Other scientists have turned their head towards nicotine's ability to prevent inflammation, where evidence is more robust.
Nicotine has been shown inhibit the production of pro-inflammatory cytokines, such as TNF, IL-1 and IL-6, which are involved in promoting an inflammatory response.
A 'cytokine storm' is a phenomenon in which an abundance of cytokines are released in response to infection.
Doctors have previously said that it's often the body's response to the virus, rather than the virus itself, that plays a major role in how sick a person gets.
A cytokine storm can lead to respiratory failure and the attack of healthy tissues, causing multi-organ failure.

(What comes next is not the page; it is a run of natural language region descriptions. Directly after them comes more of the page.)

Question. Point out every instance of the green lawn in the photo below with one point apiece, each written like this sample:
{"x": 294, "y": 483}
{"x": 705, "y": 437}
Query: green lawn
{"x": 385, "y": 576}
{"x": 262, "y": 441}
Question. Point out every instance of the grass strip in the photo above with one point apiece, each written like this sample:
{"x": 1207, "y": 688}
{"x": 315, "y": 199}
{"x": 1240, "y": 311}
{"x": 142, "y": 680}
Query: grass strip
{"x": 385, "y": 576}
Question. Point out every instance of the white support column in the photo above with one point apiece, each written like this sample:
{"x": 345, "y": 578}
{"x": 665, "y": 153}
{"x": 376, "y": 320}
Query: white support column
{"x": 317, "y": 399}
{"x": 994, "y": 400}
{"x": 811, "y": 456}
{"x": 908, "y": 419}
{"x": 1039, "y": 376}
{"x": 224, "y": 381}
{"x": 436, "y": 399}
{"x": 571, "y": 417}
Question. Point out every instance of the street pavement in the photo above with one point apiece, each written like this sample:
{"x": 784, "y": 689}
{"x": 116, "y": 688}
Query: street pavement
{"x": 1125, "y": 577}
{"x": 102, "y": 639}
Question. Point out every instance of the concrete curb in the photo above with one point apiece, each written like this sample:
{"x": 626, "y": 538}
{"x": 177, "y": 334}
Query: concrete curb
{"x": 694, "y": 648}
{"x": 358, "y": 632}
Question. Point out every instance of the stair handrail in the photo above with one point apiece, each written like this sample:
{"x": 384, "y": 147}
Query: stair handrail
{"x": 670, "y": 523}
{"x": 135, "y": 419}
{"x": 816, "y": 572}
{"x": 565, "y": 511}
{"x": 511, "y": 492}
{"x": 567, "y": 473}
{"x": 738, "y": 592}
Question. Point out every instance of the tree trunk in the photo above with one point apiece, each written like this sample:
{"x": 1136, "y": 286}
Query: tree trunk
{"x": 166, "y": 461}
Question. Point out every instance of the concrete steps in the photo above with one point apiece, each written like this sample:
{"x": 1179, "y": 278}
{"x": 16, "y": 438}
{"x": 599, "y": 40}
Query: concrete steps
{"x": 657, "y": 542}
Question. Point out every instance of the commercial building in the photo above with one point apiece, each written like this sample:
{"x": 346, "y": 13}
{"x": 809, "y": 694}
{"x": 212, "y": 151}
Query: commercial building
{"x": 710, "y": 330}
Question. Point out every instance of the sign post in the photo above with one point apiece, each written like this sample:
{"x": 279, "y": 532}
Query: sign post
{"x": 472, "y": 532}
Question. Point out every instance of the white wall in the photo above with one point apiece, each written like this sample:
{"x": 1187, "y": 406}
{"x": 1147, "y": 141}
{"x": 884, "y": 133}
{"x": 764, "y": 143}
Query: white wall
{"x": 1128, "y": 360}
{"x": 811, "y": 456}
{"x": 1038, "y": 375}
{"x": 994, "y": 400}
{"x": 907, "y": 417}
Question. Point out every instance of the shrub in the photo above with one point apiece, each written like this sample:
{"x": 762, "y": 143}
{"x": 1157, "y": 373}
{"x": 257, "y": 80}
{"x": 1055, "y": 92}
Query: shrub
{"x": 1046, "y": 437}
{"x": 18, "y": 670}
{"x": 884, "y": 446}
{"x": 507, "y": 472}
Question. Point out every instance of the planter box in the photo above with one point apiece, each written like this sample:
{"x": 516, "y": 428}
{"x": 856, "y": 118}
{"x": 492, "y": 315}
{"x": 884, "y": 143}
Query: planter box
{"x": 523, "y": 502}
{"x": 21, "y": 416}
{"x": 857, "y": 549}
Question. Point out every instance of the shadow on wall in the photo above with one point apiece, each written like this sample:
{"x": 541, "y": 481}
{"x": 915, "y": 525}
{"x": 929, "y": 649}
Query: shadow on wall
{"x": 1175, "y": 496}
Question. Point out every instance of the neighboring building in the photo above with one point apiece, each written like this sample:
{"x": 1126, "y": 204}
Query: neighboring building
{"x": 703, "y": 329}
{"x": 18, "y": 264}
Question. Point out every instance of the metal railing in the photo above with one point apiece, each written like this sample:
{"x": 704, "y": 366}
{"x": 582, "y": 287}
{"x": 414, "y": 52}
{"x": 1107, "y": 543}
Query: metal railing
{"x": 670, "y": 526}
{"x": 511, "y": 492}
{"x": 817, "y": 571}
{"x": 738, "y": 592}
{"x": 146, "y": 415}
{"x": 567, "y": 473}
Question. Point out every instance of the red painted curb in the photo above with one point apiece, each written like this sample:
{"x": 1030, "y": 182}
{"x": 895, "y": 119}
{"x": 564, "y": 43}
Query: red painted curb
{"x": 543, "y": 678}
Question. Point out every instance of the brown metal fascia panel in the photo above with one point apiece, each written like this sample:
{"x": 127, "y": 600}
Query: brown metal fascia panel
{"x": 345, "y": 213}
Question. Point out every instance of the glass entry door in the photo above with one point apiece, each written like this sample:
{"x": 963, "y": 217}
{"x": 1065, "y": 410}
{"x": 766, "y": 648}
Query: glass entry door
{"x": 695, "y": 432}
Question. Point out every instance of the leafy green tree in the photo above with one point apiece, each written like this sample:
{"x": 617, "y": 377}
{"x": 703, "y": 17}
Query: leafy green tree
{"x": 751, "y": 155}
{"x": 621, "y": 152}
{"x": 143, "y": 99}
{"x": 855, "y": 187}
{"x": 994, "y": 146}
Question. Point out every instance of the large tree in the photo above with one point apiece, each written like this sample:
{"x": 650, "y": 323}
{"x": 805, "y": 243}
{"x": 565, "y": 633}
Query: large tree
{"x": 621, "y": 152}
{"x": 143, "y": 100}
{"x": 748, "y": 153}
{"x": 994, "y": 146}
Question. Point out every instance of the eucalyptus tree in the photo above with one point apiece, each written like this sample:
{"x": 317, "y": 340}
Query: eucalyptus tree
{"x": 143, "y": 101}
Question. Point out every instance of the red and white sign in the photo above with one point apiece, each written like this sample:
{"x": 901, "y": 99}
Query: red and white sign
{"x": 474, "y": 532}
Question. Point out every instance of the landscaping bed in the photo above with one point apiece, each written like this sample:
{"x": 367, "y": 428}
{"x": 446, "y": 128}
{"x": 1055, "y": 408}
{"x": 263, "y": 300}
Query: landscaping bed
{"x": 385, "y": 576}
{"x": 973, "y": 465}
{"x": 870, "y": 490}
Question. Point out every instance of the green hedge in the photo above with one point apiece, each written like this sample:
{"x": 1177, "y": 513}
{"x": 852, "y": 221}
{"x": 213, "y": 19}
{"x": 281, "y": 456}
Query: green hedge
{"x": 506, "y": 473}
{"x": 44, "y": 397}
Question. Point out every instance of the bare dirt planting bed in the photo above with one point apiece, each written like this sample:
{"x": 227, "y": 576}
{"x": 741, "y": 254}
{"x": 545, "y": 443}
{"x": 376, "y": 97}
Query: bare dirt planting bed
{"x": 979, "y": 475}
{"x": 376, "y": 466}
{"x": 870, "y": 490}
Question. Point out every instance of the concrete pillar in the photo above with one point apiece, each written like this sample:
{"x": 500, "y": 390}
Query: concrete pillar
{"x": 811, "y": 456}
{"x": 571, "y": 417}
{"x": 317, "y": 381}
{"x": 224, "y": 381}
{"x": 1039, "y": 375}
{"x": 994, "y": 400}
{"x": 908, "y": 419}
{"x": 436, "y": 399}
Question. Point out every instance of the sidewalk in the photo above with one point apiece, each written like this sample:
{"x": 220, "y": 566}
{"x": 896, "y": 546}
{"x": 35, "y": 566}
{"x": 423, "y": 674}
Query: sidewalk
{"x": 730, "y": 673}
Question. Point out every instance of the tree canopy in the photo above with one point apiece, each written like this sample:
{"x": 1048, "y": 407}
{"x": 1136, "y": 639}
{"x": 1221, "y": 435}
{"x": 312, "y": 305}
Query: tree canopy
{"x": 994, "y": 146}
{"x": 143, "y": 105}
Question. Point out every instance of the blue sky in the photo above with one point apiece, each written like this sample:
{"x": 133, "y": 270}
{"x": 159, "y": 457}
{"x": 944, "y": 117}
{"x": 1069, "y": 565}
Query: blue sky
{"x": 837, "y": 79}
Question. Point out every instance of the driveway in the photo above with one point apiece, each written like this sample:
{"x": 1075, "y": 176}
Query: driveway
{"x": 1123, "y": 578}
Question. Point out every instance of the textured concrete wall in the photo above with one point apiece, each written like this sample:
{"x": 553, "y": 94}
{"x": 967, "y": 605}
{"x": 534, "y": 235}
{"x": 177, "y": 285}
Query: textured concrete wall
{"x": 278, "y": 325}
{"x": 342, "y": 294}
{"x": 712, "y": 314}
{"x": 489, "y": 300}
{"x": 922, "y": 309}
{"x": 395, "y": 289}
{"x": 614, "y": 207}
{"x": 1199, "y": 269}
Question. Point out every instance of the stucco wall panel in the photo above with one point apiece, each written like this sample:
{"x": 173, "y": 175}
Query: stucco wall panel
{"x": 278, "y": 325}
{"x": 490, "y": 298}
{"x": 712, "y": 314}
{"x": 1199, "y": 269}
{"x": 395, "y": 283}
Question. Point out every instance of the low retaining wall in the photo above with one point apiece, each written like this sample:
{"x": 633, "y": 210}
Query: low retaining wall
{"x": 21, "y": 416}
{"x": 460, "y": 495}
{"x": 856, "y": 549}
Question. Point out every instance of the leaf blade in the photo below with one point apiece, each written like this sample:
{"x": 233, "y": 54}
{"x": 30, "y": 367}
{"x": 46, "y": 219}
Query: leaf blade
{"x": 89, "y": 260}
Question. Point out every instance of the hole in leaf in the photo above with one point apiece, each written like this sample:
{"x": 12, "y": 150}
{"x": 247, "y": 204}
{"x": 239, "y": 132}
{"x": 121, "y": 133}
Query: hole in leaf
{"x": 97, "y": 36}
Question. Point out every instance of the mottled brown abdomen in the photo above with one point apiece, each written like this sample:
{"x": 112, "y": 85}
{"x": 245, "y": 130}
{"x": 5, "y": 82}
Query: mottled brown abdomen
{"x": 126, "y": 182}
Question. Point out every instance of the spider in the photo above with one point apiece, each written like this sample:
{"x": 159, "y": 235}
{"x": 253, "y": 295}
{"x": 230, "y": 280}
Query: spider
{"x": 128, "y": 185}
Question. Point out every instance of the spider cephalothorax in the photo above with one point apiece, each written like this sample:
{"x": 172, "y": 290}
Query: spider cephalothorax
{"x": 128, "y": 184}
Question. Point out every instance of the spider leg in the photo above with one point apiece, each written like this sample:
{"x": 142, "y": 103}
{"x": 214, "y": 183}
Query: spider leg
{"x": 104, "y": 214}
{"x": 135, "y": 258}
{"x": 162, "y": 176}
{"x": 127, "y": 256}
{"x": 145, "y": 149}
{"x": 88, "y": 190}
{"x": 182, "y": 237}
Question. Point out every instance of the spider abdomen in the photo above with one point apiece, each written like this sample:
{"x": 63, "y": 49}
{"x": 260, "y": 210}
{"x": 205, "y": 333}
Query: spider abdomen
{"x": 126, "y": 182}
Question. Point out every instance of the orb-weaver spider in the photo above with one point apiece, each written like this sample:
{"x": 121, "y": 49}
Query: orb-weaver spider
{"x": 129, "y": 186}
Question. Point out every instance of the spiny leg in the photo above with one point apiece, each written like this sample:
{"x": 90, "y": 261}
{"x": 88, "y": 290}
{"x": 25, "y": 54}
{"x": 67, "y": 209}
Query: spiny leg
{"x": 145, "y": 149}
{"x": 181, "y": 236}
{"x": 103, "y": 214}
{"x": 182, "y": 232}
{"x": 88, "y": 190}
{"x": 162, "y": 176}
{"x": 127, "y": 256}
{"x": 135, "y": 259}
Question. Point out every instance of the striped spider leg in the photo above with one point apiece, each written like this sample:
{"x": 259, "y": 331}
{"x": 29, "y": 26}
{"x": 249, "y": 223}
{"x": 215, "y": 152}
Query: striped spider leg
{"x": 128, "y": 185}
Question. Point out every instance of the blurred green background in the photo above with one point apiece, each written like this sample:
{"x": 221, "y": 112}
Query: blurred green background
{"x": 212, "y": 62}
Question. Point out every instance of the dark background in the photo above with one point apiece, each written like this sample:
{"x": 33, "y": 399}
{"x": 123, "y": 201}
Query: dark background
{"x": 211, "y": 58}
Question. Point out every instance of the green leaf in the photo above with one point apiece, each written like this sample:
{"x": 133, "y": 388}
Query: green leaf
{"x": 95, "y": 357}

Therefore, the cytokine storm is being looked at as a target for COVID-19 treatment.
'Nicotine has effects on the immune system that could be beneficial in reducing the intensity of the cytokine storm,' Dr Farsalinos wrote in Internal and Emergency Medicine.
'The potential benefits of nicotine.... could explain, at least in part, the increased severity or adverse outcome among smokers hospitalized for COVID-19 since these patients inevitably experience abrupt cessation of nicotine intake during hospitalization.
'This may be feasible through repurposing already approved pharmaceutical nicotine products such as nicotine patches.'
Dr Nicola Gaibazzi, who recently published findings on MedRxiv of 'very low' numbers of smokers in Italian COVID-19 patients, speculates smoke exposure may bolster the immune system.
He said exposure to cigarette smoke reduces the body's immune system over time, measured by lower inflammatory markers.
Therefore, when smokers are infected with a virus like SARS-CoV-2, their immune system is more 'tolerant' and does not overreact.
On the other hand, non-smokers may be more prone to having the sudden and deadly cytokine storm when they are infected with the virus.
Scientists have stressed that the evidence supporting nicotine as a medicine does not mean everyone should take up smoking.